For their part, Democrats Hillary Clinton and Bernie Sanders are pushing for higher taxes, with Clinton’s aimed at incomes of more than $5 million and Sanders’ at both middle and higher earners.
A review of recent state income-tax cuts published in September by the Tax Policy Center at the Brookings Institution found little connection between lower taxes and growth. Reducing levies “could instead force punishing spending cuts” as revenue falls and the ability to borrow becomes limited.
“You shouldn’t think there’s a magic bullet that’s going to lead to prosperity,” said Kim Rueben, a co-author.
Wisconsin Governor Scott Walker, a former Republican presidential candidate who endorsed Cruz, has signed an estimated $4.7 billion in tax cuts since taking office in 2011. Walker pitched his tax cuts as a cornerstone of his goal of adding 250,000 jobs in his first term. Job growth in Wisconsin came to about 130,000 during Walker’s first term, according to the U.S. Bureau of Labor Statistics.
In Louisiana, former Democratic Governor Kathleen Blanco cut taxes after revenue boomed amid reconstruction after Hurricane Katrina. Republican Bobby Jindal, who took office in 2008, did it again. Structural deficits grew last year to about $1.6 billion, or 18 percent of spending.
The state had to find fixes, said Emily Raimes, an analyst with Moody’s Investors Service. Lawmakers in February raised sales, alcohol and tobacco taxes, which disproportionately affect the poor. They also temporarily removed exemptions, including on Mardi Gras beads.
The state still faced a $70 million deficit in the current fiscal year and an $800 million hole in next year’s budget. Edwards reduced spending for health care rather than gut higher education, which already was slated to absorb deep reductions.
“A strategy of cutting taxes to spur growth and make up the difference doesn’t always play out as expected,” said Raimes.
In Oklahoma, officials may borrow as they confront a $1.3 billion deficit. State officials suggested selling bonds for capital projects usually funded on a pay-as-you basis.

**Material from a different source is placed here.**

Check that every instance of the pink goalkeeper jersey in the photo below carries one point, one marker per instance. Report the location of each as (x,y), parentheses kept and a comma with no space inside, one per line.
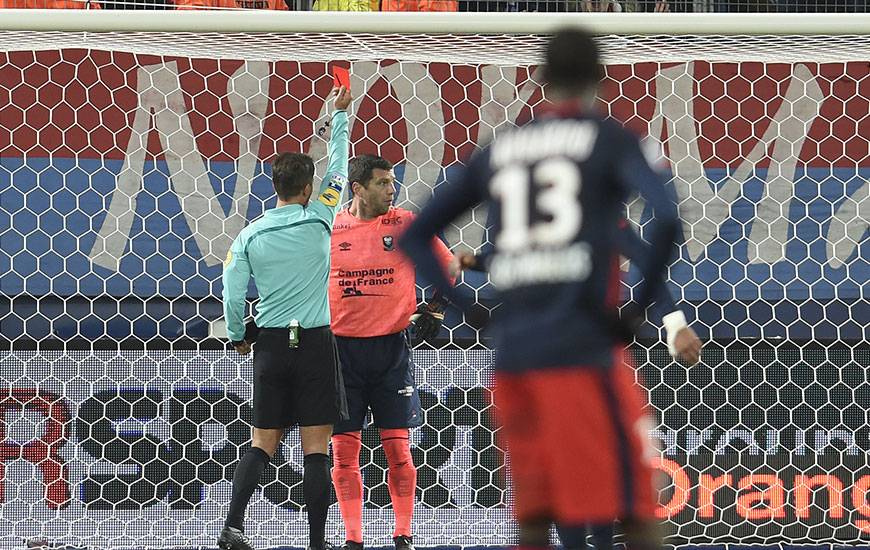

The state had been making do until falling oil prices cut revenue. Now, with income-tax cuts kicking in, Republican Governor Mary Fallin has proposed raising $910 million by removing sales-tax exemptions and raising cigarette taxes. She would cut spending by $167 million. The state also is considering reductions in education and benefits for poor residents.
In Kansas, which faced a $600 million budget deficit, Brownback has reversed course. He and his fellow Republicans in the legislature agreed to slow income-tax cuts while raising levies on cigarettes and alcohol.
Yet even after the largest revenue increase in state history last year, Kansas was unable to balance its budget. It has cut spending for schools and universities, roads, bridges and highways and public pensions.
Two school districts are ending the year prematurely, and Kansas limited ATM cash withdrawals to $25 a day for welfare recipients. The state also cut Medicaid benefits to more than 1,000 people with disabilities.
Brownback’s press office didn’t return a call seeking comment on the budget.
“Kansas is the cautionary tale,” said Rueben.